• 13 Ekim 2025 14:43
  • 0
  • 6 DAKİKA OKUMA SÜRESİ

Akdeniz’in Turizm Vizyonerleri-2: Fas, Tunus, Mısır ve Samih Sawiris

Bu yazıyı dinleyin
Nizamettin Şen 13 Ekim 2025 Akdeniz’in Turizm Vizyonerleri-2: Fas, Tunus, Mısır ve Samih Sawiris

Akdeniz’in turizm hikâyesi, güneş ve denizle başlamadı aslında. Tunus, Fas, İspanya, Yunanistan ve Türkiye gibi ülkelerde ilk adımlar kültür turizmi ile atıldı. Arkeolojik alanlar, medeniyet mirası, yerel kültürler ve şehir dokusu, 20. yüzyılın ortalarına kadar bölgeye gelen gezginlerin temel motivasyonuydu.

Akdeniz coğrafyasın güneyinde kalan üç ülke — Fas, Tunus ve Mısır — özellikle Fransa’nın sömürge sonrası kültürel etkisiyle turizmde kendine özgü bir yön çizmiş, önce “kültür turizmi”yle tanınıp, ardından “kitle turizmine” geçiş yapmıştır.

Fransa’nın incentive (şirketlerin çalışanlarına verdiği ödül tatil) turizmi modeli, 1960’lardan itibaren bu ülkelerde uygulama alanı buldu. Dil engelinin olmaması da burada etken oldu. Club Med, Fram ve Cartago gibi Fransız turizm markaları, Tunus ve Fas’ta düşük maliyetli ama yüksek hacimli tatil köyleri açarak Akdeniz’de yeni bir turizm tarzı oluşturdu. Bu arada Avrupa ağırlıklı otel zincirleri ve hatta Antalya’da ilk hayata geçen Avusturya Gulet’in Herşey Dahil markası Magic Life da açıldı. Bu yaklaşım, hem Fransız pazarına yönelik “güvenli ve yakın güneş destinasyonları” yaratırken hem de yerel ekonomilere istihdam sağladı.

Tunus’un Turizm Vizyonerleri

Tunus’ta Habib Bourguiba’nın 1950’lerin sonlarında başlattığı modernleşme politikaları, turizmi ulusal kalkınma stratejisine dahil etti.

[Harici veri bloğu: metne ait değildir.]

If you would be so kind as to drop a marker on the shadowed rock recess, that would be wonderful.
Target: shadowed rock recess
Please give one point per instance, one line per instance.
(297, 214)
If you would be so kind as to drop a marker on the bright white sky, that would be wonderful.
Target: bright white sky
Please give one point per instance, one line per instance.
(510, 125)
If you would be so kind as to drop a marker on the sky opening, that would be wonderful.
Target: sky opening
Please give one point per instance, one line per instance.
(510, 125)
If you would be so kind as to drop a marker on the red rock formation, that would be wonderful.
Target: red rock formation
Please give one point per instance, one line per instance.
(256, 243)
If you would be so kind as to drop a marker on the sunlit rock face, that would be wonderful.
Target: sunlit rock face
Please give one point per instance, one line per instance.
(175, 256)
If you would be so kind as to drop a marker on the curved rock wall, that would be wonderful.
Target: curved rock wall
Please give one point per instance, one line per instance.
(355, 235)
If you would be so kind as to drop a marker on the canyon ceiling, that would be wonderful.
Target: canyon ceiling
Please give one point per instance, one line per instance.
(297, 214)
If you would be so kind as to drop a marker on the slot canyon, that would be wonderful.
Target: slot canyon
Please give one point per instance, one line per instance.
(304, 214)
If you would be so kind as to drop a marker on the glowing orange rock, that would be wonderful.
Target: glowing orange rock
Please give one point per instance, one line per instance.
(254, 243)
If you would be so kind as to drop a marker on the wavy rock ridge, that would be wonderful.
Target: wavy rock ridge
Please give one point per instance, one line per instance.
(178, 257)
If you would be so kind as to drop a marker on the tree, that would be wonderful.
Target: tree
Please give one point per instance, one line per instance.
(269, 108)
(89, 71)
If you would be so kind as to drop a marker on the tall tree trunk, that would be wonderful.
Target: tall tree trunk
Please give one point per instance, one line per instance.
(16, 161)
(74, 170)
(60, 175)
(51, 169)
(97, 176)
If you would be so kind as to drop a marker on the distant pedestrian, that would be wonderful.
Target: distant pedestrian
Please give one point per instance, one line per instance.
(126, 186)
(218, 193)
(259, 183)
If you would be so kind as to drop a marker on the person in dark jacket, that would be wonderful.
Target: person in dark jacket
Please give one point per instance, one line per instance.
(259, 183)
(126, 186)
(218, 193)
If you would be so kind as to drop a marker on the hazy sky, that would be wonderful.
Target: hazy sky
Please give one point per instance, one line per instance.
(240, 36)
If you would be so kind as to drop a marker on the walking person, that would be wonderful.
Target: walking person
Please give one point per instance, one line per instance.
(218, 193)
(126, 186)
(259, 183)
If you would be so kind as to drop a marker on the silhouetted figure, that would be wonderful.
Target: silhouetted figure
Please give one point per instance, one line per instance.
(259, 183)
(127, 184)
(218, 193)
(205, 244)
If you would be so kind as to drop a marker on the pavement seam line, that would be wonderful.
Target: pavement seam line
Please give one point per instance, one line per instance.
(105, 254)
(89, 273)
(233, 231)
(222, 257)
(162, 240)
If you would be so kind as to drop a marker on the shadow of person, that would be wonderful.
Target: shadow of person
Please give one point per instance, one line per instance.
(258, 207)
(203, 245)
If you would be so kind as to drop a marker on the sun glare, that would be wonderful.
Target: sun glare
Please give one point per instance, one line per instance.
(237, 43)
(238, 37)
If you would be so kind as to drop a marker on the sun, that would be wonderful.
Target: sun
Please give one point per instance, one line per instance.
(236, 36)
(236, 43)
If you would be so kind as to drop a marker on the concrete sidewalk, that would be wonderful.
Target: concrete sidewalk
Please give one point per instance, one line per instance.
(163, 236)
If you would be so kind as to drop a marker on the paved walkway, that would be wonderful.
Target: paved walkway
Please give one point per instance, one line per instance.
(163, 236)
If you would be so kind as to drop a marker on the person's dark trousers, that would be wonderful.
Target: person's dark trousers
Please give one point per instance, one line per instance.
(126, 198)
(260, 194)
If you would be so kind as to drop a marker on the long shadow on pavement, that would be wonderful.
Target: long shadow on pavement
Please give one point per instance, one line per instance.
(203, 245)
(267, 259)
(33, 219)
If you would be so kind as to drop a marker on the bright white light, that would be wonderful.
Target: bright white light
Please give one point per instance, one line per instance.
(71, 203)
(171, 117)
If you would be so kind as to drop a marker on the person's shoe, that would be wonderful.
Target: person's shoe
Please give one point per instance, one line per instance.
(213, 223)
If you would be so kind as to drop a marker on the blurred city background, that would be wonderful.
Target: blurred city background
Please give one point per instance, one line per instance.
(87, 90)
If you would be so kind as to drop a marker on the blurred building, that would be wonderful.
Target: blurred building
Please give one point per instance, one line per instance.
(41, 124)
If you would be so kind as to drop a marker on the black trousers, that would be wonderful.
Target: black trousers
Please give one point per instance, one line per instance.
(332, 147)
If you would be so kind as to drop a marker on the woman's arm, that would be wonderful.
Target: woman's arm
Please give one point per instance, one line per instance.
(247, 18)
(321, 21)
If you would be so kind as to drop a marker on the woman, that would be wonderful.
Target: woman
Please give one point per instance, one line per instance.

Bourguiba, Sousse, Hammamet ve Monastir gibi sahil kentlerinde uluslararası otellerin kurulmasına öncülük etti. Fransa’daki yatırımcıları davet etti, Club Med Hammamet, ardından Nabeul ve Djerba köyleri kuruldu.

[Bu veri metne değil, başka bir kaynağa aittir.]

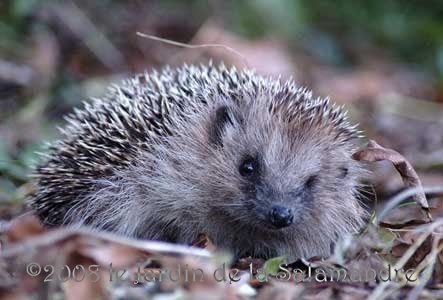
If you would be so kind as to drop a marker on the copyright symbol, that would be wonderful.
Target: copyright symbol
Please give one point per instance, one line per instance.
(33, 269)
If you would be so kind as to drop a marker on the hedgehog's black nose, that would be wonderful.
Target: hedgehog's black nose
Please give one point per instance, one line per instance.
(281, 216)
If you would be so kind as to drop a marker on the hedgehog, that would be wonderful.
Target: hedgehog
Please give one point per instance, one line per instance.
(258, 164)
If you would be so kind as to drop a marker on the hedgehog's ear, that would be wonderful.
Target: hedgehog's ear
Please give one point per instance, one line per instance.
(223, 116)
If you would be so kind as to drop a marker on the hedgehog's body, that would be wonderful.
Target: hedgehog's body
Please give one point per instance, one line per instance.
(258, 165)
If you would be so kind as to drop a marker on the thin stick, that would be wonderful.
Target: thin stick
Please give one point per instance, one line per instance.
(189, 46)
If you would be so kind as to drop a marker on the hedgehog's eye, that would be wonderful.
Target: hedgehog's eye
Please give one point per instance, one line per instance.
(249, 166)
(311, 181)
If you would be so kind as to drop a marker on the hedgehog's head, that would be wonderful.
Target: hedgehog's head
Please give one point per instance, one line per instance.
(273, 166)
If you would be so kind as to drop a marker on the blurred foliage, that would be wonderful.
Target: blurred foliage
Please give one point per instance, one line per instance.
(411, 31)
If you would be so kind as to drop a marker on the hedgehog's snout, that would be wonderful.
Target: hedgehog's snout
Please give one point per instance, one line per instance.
(280, 216)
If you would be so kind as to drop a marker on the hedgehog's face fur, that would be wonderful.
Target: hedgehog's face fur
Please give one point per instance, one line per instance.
(258, 180)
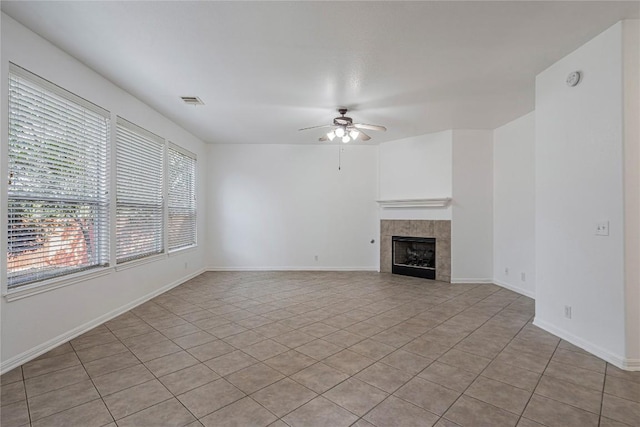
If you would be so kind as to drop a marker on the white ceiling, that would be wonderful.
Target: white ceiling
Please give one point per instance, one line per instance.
(265, 69)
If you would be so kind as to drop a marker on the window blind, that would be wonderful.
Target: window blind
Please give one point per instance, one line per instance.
(139, 201)
(58, 204)
(182, 198)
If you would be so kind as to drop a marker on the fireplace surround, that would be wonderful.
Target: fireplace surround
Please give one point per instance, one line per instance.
(440, 230)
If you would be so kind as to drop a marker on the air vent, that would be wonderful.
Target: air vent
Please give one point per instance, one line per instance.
(192, 100)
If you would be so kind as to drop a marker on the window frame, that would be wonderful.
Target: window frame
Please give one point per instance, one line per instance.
(99, 145)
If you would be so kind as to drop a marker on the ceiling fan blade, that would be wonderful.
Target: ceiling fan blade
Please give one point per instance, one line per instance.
(363, 136)
(369, 127)
(317, 127)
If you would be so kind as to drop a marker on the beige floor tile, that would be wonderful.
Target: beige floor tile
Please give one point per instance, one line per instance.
(319, 330)
(173, 362)
(356, 396)
(254, 377)
(166, 414)
(231, 362)
(319, 377)
(556, 414)
(265, 349)
(320, 412)
(290, 362)
(348, 361)
(12, 393)
(101, 351)
(498, 394)
(210, 350)
(189, 378)
(620, 387)
(372, 349)
(621, 410)
(585, 361)
(209, 398)
(468, 412)
(91, 414)
(136, 398)
(427, 395)
(14, 414)
(571, 394)
(55, 380)
(119, 380)
(448, 376)
(283, 396)
(463, 360)
(394, 412)
(384, 377)
(511, 374)
(244, 412)
(48, 365)
(406, 361)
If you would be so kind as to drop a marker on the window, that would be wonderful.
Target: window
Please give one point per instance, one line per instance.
(58, 205)
(139, 201)
(182, 198)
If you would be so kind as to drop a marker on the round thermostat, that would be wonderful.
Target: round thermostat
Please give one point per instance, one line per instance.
(573, 78)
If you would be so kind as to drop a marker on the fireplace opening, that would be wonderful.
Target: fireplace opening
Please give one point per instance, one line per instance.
(414, 256)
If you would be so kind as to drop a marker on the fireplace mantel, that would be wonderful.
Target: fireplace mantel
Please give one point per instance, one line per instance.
(414, 203)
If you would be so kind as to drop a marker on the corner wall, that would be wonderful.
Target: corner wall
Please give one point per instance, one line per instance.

Bu dönemde Fram, Cartago, Nouvelles Frontières gibi tur operatörleri devreye girerek, Akdeniz’in kuzeyindeki modeli güneye taşıdı.

Amaç açıktı: “Dil engeli olmayan, maliyeti düşük, iklimi sıcak” bir tatil coğrafyası yaratmak.

1970’lerde kurulan Société d’Études et de Développement de Sousse-Nord gibi kamu-özel ortaklıkları, Akdeniz’in ilk planlı resort bölgelerinden birini yarattı.

Habib Bourguiba, turizmi devlet politikası haline getiren ilk Akdeniz liderlerindendi. 1980’lerden sonra Tunus, Cartago, Framissima, Look Voyages gibi Fransız operatörlerinin de katkısıyla “uygun fiyatlı Akdeniz tatili” destinasyonu olarak markalaştı.

Fas’ın Turizm Vizyonerleri

Georges Sebastian (1896–1974): Romen kökenli bir sanatçı ve mimar.

Hammamet’teki evi (bugünkü Centre Culturel International de Hammamet), bölgedeki ilk “turizm ve kültür birlikteliği” örneğidir.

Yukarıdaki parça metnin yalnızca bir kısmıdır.